At this point, the students will hopefully see the connections between the demo
with their polarizers and the spring and you can say, if you like, that a
polarized wave is one that is only vibrating in one direction.
Question: What will happen if we put a third polarizer between two already
crossed polarizers? Pass out another polarizer to each student but perhaps
smaller than the original ones. Most will think that nothing will happen but if
the middle one is at 45 degrees to the plane of polarization of the other two
light will again get through. The students will eventually discover this and
you can duplicate it on the overhead. This is curious. Now try to simulate
this with your spring and fences. Have the two outer fences at right angles to
each other and the middle one vertical. As you have a student rotate the middle
fence 45 degrees you should once again get some waves through the third
polarizer. The middle one re-steers the polarized wave to have vibrations
somewhat in the direction that the last one will pass.
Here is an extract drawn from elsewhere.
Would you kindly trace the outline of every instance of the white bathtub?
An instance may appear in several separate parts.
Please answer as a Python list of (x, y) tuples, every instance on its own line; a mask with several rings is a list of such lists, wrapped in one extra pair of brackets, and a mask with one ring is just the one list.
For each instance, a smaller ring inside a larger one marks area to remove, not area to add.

Give each student a piece of glass or plastic with one piece of celophane tape
on it. Again ask the students to place the tape between crossed and uncrossed
polarizers and try various orientations of the tape and polarizers. Give them a
few minutes to play with this. You might ask along the way if the tape is just
another polarizer and how can you tell if it is or not? You will find that the
tape will redirect the polarized light similar to what the third polarizer did
and yet the tape is NOT itself a polarizer. You can tell because you cannot
turn the light on and off by using one known polarizer and one piece of tape.
(Note for the interested: the tape is birefringent. It has two indices of
refraction depending on the direction of the vibrations and when you present
polarized light at 45 degrees to these directions some of the wave goes down the
"fast" axis while some goes down the "slow" axis. This can cause a twist in the
direction of the polarization thus allowing the passage of light through the
Now, either on the overhead or individually with the students or both, try
making layers of tape and viewing light through various layers layed down
parallel to each other. You should begin to see a color effect depending on how
many layers. This tends to be "brand dependent" as to what color you get with
how many layers. Try viewing the colors with the polarizers crossed and
uncrossed. They change! Is there a rule for what colors change to what other
Optional - Kyro syrup will also have this twisting effect and not unlike the
tape the color you see when the syrup is between crossed polarizers depends on
the depth of the syrup. You can compare containers of different depths of
syrup. You'll need some sort of container with a flat clear bottom.
Many cheap plastic items such as protractors will show colors which indicate
locations of stress when viewed between crossed polarizers. You can also try a
piece of plastic such as from a zip lock bag. Hold it between crossed
polarizers and slowly stretch it. You should see colors appear indicating
locations of stress.
Note: Many of the things above require you to manipulate things between crossed
polarizers. If you are one of those with only two hands you may want to put one
polarizer on the overhead stage while you hang the other in front of the
overhead lens. Watch out for heat on this one on some overheads.
Ask the students to find a source of polarized light in the room and to explain
how they know that this light is polarized. They may not say the light from one
of the polarizers.
Many reflections off of non-conductors are partially polarized such as from a
table top. You can prove that this light is polarized by looking at it through
ONE polarizer and rotating it. If this light source gets dim and bright then
you are in fact looking at polarized light.